Getting API (deployed on IBM APIC 5.0) to invoke Loopback application (deployed on Collective Members)

Question

I am using IBM APIC 5.0

I have setup the following. 1. IBM HTTP Server, WAS Plugin routing to MicroGateway 2. MicroGateway, running on Collectives 3. IBM HTTP Server, WAS Plugin routing to Provider Application 4. Provider Application, running on Collectives

Scenario 1 - Invoke Provider App URL directly

1. HTTPS request to IHS1/Plugin
2. Configure API to invoke the URL directly (e.g. http://:9081), without SSL
3. IHS1/Plugin (svr1:443) > MicroGateway (svr1:9081) > Loopback App (svr2:9081)
4. This works.

Scenario 2 - Invoke Provider App, indirectly via HTTP Server

1. HTTPS request to IHS1/Plugin
2. Set host header accordingly (as described in KnowledgeCenter)
3. Configure API to invoke the IHS URL (e.g. https://svr1:443), with SSL
4. IHS1/Plugin (svr1:443) > MicroGateway (svr1:9081) > IHS2/Plugin (svr2:443) > Loopback App (svr2:9081).
5. 503 error encountered.

The ihs2/plugin trace reveals the following:

[29/Sep/2016:12:55:59.40468] 00007ea3 fdd0b700 - ODR:DEBUG: matchVHost: enter - host=apidemo-57d22263e4b0171525a5042d-1474392568657.xxx, port=443 [29/Sep/2016:12:55:59.40470] 00007ea3 fdd0b700 - ODR:DEBUG: matchLongestURI: virtual host /cell/defaultCollective/vHostGroup/-vHost-apidemo-57d22263e4b0171525a5042d-1474392568657.xxx:-1 matched host apidemo-57d22263e4b0171525a5042d-1474392568657.xxx

This shows that the configured host header matches, and it is able to find the provider application server. Means that the dynamic routing works to certain extent.
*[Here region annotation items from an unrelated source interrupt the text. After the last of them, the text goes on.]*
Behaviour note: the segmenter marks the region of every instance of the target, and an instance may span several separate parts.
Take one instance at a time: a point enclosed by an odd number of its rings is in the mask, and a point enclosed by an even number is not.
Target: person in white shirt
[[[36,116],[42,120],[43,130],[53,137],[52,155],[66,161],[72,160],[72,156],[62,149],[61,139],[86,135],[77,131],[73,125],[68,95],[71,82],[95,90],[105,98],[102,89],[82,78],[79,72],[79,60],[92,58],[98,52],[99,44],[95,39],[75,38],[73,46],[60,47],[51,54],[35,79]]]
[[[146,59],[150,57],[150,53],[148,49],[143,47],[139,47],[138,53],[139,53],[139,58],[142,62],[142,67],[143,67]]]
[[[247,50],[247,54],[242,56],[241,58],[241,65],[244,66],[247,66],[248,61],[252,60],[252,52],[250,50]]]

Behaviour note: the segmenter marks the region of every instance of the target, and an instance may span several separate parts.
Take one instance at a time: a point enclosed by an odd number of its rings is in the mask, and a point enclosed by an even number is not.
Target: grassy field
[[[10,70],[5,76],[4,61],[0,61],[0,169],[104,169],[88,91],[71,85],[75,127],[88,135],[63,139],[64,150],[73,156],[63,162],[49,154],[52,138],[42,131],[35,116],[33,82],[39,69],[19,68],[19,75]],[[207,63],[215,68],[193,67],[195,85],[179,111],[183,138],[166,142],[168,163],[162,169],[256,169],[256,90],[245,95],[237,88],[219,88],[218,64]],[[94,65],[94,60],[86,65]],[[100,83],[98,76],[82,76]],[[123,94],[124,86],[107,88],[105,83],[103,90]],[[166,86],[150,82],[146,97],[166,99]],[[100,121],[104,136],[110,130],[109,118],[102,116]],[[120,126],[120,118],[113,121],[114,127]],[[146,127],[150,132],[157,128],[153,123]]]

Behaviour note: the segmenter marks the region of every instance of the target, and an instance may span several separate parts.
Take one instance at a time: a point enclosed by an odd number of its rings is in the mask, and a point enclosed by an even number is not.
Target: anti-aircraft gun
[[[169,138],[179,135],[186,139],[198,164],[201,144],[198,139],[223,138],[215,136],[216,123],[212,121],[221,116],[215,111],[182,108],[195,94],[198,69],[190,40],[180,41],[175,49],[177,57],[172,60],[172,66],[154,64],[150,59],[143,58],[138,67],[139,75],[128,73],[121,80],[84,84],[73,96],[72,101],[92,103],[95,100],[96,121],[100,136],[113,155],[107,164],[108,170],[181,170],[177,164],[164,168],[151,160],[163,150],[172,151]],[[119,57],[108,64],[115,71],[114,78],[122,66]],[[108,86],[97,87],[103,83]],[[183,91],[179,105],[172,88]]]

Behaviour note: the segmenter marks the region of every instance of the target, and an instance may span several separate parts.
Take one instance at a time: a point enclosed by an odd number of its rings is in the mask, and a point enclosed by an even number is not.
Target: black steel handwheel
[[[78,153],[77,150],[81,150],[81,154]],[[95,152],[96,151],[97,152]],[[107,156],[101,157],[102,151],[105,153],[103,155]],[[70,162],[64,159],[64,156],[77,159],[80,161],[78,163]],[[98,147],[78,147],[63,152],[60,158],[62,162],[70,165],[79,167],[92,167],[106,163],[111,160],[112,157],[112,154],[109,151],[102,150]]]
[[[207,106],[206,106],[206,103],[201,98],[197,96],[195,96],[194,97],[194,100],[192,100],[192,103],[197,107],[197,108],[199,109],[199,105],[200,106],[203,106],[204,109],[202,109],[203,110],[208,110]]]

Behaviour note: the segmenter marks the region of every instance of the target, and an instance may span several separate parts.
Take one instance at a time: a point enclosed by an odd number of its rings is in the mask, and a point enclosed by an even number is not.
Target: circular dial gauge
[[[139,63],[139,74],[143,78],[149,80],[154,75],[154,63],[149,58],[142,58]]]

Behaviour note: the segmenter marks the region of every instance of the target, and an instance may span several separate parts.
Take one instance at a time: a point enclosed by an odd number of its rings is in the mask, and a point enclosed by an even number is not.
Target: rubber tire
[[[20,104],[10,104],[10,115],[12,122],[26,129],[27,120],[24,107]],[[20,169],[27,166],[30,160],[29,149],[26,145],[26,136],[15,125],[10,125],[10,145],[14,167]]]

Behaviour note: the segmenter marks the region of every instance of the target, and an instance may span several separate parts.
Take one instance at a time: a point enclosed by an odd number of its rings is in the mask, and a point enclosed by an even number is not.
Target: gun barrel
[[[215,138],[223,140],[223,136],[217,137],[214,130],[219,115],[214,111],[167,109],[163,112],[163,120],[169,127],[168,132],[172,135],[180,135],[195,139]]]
[29/Sep/2016:12:55:59.40565] 00007ea3 fdd0b700 - ODR:DEBUG: checkIfTransportIsValid: endpoint name='/cell/defaultCollective/node/,%2Fhome%2Fusers%2Fadmin%2Fwlpn/server/apidemo-57d22263e4b0171525a5042d-1474392568657-1/transport/Https', port=9081 is valid

This shows that 9081 is a valid part and Https is selected.

[29/Sep/2016:12:55:59.40971] 00007ea3 fdd0b700 - ERROR: lib_stream: openStream: Failed in r_gsk_secure_soc_init: GSK_ERROR_SOCKET_CLOSED(gsk rc = 420) PARTNER CERTIFICATE DN=No Information Available, Serial=No Information Available [29/Sep/2016:12:55:59.40982] 00007ea3 fdd0b700 - ERROR: GSK_INVALID_HANDLE [29/Sep/2016:12:55:59.40998] 00007ea3 fdd0b700 - ERROR: ws_common: websphereGetStream: Could not open stream

Then come the error. It's can SSL error. I suspect that currently the Provider application is not enabled with SSL.

Question on how to resolve this

1) How do I enable the loopback app with SSL. I follow this instruction, but it does not work for me because my loopback app is deployed on Collectives. https://github.com/strongloop/loopback-example-ssl

2) How do I configure the dynamic routing to use non-SSL http traffic instead?